Joan was at the far end of the wide, far-spreading garden. She was seated on a bench beside a pool where grew water-lilies, and where in the summer sunshine the dragon-flies skimmed on the placid surface of the green water—water that now and again was broken into a ripple by the quick twist of the tail of one of the fat old carp that lived their humdrum, adventureless years in the quiet depths.
She sat here, chin in hand, grey eyes watching the pool, yet seeing nothing of its beauties, and her thoughts away, away with a man who had insulted her, had brought trouble and shame and anger to her—a man to whom she had appealed, and had appealed in vain; a man dead to all manhood, a man she hated—yes, hated—for often she told herself so, and it must be true.
And then suddenly she heard the fall of a footstep on the soft turf behind her, and, turning, looked into the face of a man whose eyes were filled with love for her.
So for one long moment they looked at one another, and the colour rose in the girl’s cheeks, and into her eyes there came a wistful regret.
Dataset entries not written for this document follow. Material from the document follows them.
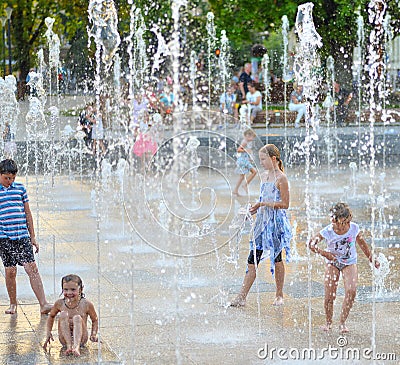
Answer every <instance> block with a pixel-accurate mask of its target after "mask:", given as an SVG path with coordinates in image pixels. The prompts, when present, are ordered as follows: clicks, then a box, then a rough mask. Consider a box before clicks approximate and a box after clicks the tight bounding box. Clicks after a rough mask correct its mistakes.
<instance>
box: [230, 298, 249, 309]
mask: <svg viewBox="0 0 400 365" xmlns="http://www.w3.org/2000/svg"><path fill="white" fill-rule="evenodd" d="M245 305H246V299H243V298H242V297H236V298H235V299H234V300H232V302H231V304H230V306H231V307H236V308H239V307H244V306H245Z"/></svg>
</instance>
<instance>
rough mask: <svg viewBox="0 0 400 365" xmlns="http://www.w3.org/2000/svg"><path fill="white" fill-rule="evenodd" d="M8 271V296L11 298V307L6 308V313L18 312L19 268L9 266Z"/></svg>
mask: <svg viewBox="0 0 400 365" xmlns="http://www.w3.org/2000/svg"><path fill="white" fill-rule="evenodd" d="M5 272H6V287H7V293H8V297H9V298H10V307H9V308H8V309H6V311H5V313H6V314H15V313H17V280H16V277H17V268H16V267H15V266H9V267H6V268H5Z"/></svg>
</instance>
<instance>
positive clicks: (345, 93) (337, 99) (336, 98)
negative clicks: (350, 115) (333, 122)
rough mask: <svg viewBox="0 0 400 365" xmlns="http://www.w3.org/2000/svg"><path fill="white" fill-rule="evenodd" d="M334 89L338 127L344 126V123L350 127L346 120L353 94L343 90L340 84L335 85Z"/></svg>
mask: <svg viewBox="0 0 400 365" xmlns="http://www.w3.org/2000/svg"><path fill="white" fill-rule="evenodd" d="M333 89H334V91H335V108H336V123H337V125H338V126H342V125H343V124H344V123H346V125H349V123H348V122H346V118H347V114H348V112H349V104H350V101H351V99H352V98H353V93H352V92H349V91H347V90H346V89H343V88H341V86H340V84H339V83H338V82H334V83H333Z"/></svg>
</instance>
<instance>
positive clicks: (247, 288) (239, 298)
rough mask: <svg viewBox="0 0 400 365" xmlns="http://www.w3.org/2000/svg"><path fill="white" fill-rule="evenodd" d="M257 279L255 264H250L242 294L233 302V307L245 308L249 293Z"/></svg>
mask: <svg viewBox="0 0 400 365" xmlns="http://www.w3.org/2000/svg"><path fill="white" fill-rule="evenodd" d="M255 279H256V266H255V265H254V264H248V271H247V273H246V275H245V276H244V279H243V284H242V287H241V289H240V293H239V294H238V295H237V297H236V298H235V299H234V300H233V301H232V303H231V306H232V307H243V306H244V305H245V304H246V297H247V294H248V293H249V291H250V289H251V286H252V285H253V283H254V280H255Z"/></svg>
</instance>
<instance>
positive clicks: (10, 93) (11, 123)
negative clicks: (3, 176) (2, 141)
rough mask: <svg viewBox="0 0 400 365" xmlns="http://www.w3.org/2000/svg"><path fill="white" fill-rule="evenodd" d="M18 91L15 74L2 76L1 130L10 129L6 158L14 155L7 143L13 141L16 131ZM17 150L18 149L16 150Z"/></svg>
mask: <svg viewBox="0 0 400 365" xmlns="http://www.w3.org/2000/svg"><path fill="white" fill-rule="evenodd" d="M16 91H17V80H16V79H15V77H14V76H13V75H7V76H5V78H4V79H3V78H2V77H0V130H1V132H6V131H7V129H8V137H6V138H7V139H9V141H6V142H5V145H4V150H3V155H4V157H6V158H9V157H11V158H12V156H13V154H14V152H13V150H9V151H7V145H6V143H13V141H14V138H13V137H14V134H15V132H16V124H17V118H18V115H19V105H18V102H17V99H16V97H15V95H16ZM15 152H16V151H15Z"/></svg>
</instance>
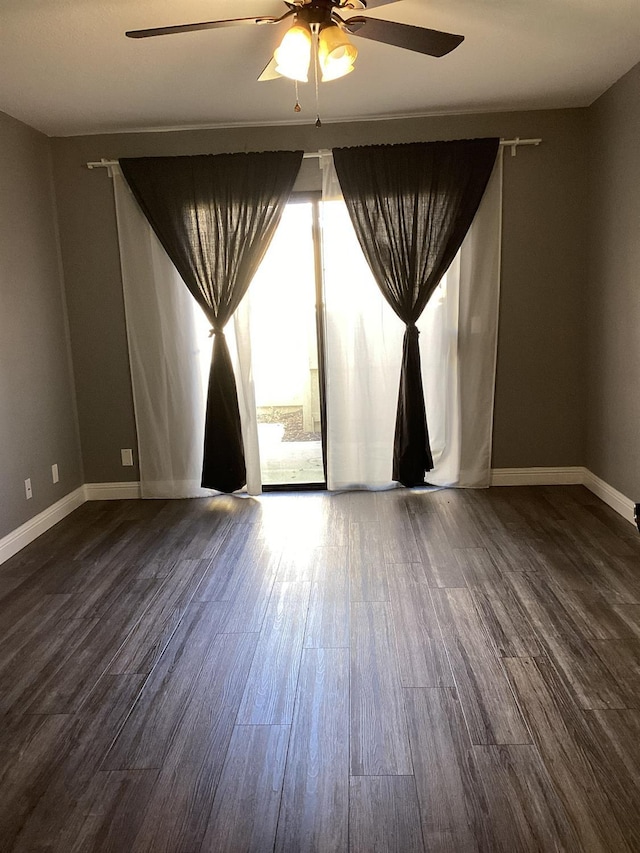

For she knew why this man was here. She knew what he had to say to her, to ask of her, here by the green pool.
CHAPTER XXIV
“—To gain, or lose it all”
“Take your courage in both hands” Helen had said to him, and he was doing so; but Johnny Everard knew himself for a coward at this moment.
He felt tongue-tied, more than usually awkward, terribly and shamefully nervous. Yet the grey eyes were on his face, and he knew that he must speak, must put all to the hazard. And he knew also that if to-day he lost her, it would be the biggest and the blackest sorrow of his life, something that he would never live down, never forget.
Oh, it was worth fighting for, worth taking his courage in both hands for, this girl with the sweet, serious face and the tender mouth, the great, enquiring, yet trusting grey eyes. He had seen her cold, stately, a little unapproachable, but he had never seen scorn in those eyes. He had never seen the red lips curled with contempt. He knew nothing of her in this guise, as another man did.